If you want to define your purpose, you need to start with listening. This can be both literal and metaphorical. There are two areas that you should listen to: 1) Internal, and 2) External

1) Internal

  • What are your biggest achievements so far?
  • What are the biggest lessons you’ve learned?
  • How did you get to your achievements and lessons learned?
  • How are you feeling about your current business activities?
  • When (in your business) do you feel excited? When do you not?
  • What is working well? What needs to be improved?

2) External

  • How does your team perceive your business? What motivates them?
  • Why do customers come to you? What keeps them engaged?
  • When is it easy for you to make money?
  • When it’s difficult to get revenue and profit, why is that?
  • How do others talk about your business?

These questions are a small selection of the areas you can explore when defining your purpose.

It can be extremely difficult to listen without immediately responding. Naturally, you will hear something that might strike you as negative, and you’ll want to jump up and react. That might be appropriate in a business crisis but not when exploring your purpose.

Listening takes practice. There are several ways you can improve your listening skills.

  • Listen to music (yes, quite obvious and yet we don’t do it often) – don’t do anything else and listen to a piece of music for 3-5 minutes. No driving, walking, or doing the laundry.

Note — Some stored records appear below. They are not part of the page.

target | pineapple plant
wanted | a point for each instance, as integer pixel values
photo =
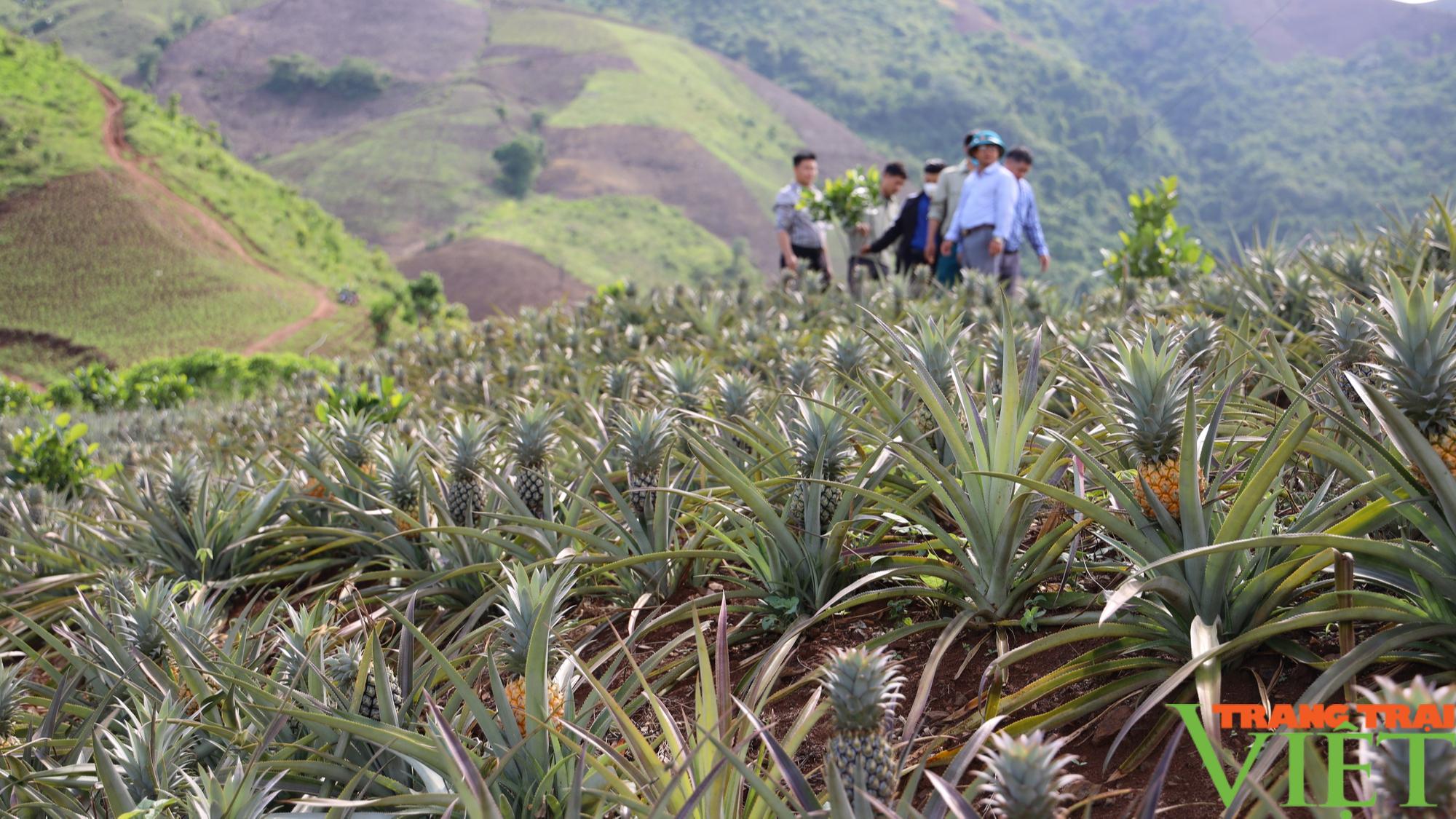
(465, 458)
(1390, 756)
(822, 445)
(1026, 778)
(1346, 337)
(356, 436)
(1416, 355)
(532, 440)
(1151, 385)
(400, 478)
(531, 599)
(864, 689)
(343, 669)
(644, 438)
(9, 704)
(737, 394)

Try to hear as many instruments, nuances, and sounds as possible.
  • Walk without your headphones – take a walk in nature or the city without headphones and take in the sounds around you

Listening requires you to be present. That’s a difficult skill to master but there are some ways in which we can trick our brains when it comes to defining your business purpose:

  • Writing – Doing a guided, free-flowing writing exercise is a great way to articulate your inputs without judgment.
  • Association Games – modeled on theater improvisation exercises, you can play a game with your team: pick a topic and shout out words that come to mind.

In our work, listening is the first step we take with clients. In the marketing context, many would call this an audit. While there are many elements of this type of listening that result in an audit, there is one crucial area that many audits often don’t take into account – Emotion.

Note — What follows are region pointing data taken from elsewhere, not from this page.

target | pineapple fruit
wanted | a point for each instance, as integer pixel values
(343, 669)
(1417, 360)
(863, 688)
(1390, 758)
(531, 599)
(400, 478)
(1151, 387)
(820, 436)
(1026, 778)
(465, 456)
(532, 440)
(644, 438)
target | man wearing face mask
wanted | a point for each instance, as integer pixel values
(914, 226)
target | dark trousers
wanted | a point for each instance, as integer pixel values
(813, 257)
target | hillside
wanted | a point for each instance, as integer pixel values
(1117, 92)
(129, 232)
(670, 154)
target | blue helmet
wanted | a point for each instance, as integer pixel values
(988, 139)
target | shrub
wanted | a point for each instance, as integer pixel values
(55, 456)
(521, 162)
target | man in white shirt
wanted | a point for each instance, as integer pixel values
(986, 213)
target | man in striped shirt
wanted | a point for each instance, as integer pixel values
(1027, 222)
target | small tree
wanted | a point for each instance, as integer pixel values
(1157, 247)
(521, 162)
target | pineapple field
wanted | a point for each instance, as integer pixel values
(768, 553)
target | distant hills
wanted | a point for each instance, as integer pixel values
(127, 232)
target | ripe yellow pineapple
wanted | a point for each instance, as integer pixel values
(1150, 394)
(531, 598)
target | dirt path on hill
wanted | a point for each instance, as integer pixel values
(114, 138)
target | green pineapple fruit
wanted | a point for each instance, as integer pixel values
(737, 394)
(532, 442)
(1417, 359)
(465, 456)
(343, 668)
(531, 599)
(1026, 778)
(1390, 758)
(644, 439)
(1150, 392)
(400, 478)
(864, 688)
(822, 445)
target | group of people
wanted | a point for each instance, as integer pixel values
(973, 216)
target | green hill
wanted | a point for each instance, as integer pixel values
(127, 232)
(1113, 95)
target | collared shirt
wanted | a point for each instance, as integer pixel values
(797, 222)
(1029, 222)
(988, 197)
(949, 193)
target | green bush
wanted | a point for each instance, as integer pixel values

If you want to turn your purpose into profit, how you, your team, and your customers feel are crucial insights you need to uncover. Even though we might pretend to be cool, detached, analytical business owners, we are emotional humans. If you don’t feel excited about your purpose, you’re not going to be consistent in acting on it. If your team doesn’t feel inspired, it will be much easier for them to drop the ball. If your customers don’t connect with your purpose, they most likely won’t come back.

Listening will inevitably uncover emotions that can be important signposts to your business purposes. Only after we listened, do we get to define your purpose.